The optimizer helps determine how quickly the model learns, how resistent it is to getting "stuck" or "blowing up". We won't discuss this in too much detail, but "adam" is often a good choice (developed here at U of T).

In [None]:

model.compile(loss='mean_squared_error', optimizer=SGD(lr=0.01),metrics = ['accuracy'])

#model.compile(loss='categorical_crossentropy', optimizer='adam')

#model.compile(loss='categorical_crossentropy', optimizer=SGD(lr=0.01),metrics = ['accuracy'])


#### Train the model

In [None]:
model.fit(X_train,y_train,batch_size=128,epochs=20,verbose=1,validation_data=(X_test,y_test))

In [None]:
# Now lets evaluate the final performance, evaluate() returns the loss function and 
# any other metrics we asked for when we compiled the model.

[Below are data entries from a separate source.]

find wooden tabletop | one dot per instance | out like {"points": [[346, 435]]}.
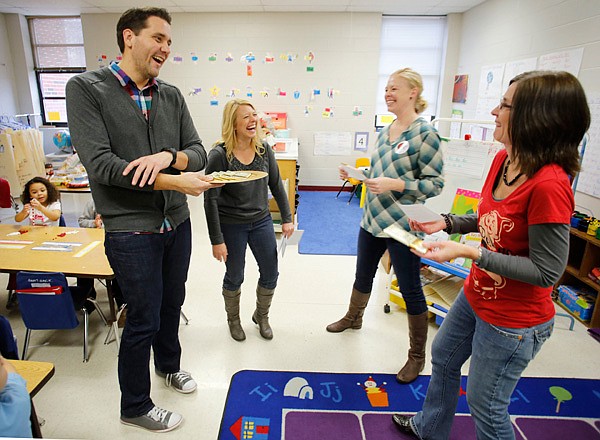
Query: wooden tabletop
{"points": [[82, 255], [36, 374]]}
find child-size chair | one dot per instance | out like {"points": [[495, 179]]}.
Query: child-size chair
{"points": [[361, 162], [47, 302]]}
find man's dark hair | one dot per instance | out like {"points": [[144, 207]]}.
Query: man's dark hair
{"points": [[135, 19]]}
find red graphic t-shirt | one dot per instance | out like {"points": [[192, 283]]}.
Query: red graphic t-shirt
{"points": [[544, 198]]}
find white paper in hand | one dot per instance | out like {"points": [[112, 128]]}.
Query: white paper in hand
{"points": [[406, 238]]}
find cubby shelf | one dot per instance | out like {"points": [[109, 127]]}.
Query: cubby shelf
{"points": [[584, 255]]}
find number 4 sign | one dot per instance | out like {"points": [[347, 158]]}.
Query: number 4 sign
{"points": [[361, 141]]}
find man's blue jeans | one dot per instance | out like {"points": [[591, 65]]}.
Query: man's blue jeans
{"points": [[260, 236], [151, 270], [407, 267], [498, 357]]}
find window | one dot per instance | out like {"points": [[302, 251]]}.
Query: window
{"points": [[57, 44], [415, 42]]}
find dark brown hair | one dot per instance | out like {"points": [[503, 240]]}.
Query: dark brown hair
{"points": [[53, 194], [135, 19], [548, 119]]}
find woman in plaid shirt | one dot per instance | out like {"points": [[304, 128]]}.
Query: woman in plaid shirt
{"points": [[406, 168]]}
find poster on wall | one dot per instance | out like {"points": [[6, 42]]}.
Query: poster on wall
{"points": [[333, 143], [459, 93], [490, 91]]}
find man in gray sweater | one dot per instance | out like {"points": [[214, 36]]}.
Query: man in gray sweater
{"points": [[135, 136]]}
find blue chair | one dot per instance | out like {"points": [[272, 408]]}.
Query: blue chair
{"points": [[47, 302]]}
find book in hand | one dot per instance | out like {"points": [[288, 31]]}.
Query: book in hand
{"points": [[406, 238]]}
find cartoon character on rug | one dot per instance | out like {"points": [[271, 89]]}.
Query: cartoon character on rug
{"points": [[377, 395]]}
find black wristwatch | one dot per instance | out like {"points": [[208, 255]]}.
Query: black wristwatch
{"points": [[173, 151]]}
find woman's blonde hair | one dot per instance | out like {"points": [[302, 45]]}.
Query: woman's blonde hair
{"points": [[228, 134], [414, 81]]}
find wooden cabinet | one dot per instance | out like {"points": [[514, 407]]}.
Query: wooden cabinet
{"points": [[287, 169], [584, 255]]}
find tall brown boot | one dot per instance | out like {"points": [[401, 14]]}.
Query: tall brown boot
{"points": [[232, 307], [417, 329], [261, 314], [353, 318]]}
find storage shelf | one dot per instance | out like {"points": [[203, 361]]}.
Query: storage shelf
{"points": [[584, 255]]}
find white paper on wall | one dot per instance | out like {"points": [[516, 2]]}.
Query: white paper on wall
{"points": [[333, 143]]}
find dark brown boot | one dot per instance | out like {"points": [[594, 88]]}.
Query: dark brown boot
{"points": [[353, 318], [417, 329], [261, 314], [232, 307]]}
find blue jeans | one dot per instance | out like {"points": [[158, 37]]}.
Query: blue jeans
{"points": [[407, 267], [151, 270], [260, 236], [498, 357]]}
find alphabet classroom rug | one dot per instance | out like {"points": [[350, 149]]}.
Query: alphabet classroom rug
{"points": [[293, 405]]}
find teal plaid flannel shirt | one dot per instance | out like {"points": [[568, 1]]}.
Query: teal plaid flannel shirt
{"points": [[420, 167]]}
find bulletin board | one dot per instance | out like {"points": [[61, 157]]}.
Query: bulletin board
{"points": [[466, 164]]}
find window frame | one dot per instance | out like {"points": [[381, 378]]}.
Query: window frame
{"points": [[39, 71]]}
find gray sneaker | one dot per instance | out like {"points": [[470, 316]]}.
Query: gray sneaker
{"points": [[155, 420], [181, 381]]}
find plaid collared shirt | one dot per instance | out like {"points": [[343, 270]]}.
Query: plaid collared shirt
{"points": [[143, 97], [415, 157]]}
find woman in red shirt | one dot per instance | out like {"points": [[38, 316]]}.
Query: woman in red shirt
{"points": [[505, 312]]}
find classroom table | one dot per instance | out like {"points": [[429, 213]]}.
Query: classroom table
{"points": [[76, 252], [36, 374]]}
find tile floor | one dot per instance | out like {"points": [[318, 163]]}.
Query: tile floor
{"points": [[81, 401]]}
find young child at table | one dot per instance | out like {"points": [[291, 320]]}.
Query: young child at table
{"points": [[15, 404], [41, 202]]}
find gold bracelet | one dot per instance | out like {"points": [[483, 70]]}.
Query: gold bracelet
{"points": [[480, 251]]}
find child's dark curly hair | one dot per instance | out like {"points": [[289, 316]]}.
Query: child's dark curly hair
{"points": [[53, 194]]}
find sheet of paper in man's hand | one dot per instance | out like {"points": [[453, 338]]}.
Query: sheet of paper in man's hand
{"points": [[420, 213], [355, 173]]}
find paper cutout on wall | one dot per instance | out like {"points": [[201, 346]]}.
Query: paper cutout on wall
{"points": [[233, 93], [248, 58], [459, 93], [195, 91], [289, 57], [102, 60]]}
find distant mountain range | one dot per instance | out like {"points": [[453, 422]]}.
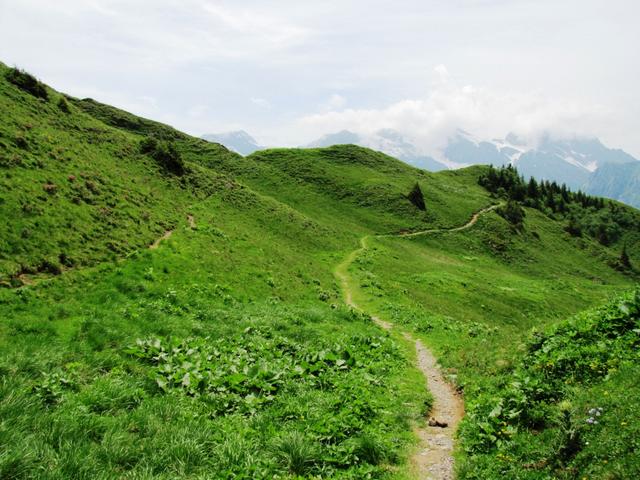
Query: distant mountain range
{"points": [[239, 141], [580, 163]]}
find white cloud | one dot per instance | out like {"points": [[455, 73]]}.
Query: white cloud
{"points": [[334, 102], [431, 120]]}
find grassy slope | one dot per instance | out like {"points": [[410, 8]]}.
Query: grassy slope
{"points": [[76, 404], [473, 296], [270, 229]]}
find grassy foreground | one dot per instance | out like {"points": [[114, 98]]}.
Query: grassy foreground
{"points": [[227, 353]]}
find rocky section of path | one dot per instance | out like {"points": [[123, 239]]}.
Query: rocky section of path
{"points": [[434, 457]]}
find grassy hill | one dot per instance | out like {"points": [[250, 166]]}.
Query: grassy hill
{"points": [[226, 351]]}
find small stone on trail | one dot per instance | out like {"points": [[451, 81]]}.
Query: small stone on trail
{"points": [[437, 423]]}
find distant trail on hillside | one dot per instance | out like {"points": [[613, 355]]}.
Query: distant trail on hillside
{"points": [[434, 459]]}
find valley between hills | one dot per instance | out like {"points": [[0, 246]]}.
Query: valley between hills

In our case, we asked for accuracy
score = model.evaluate(X_test, y_test, verbose=0)
print('Test score:', score[0])
print('Test accuracy:', score[1])

And it does hint at one of the dangers of neural networks: overfitting. We've been careful here to hold out a test set and measure performance with that, but it's a small set, and 89% accuracy seems high to me, so I wouldn't be surprised if there was some overfitting going on. You could work on that by adding dropout (which is built into Keras). That's the neural network equivalent of the regularization our logistic regression classifier uses.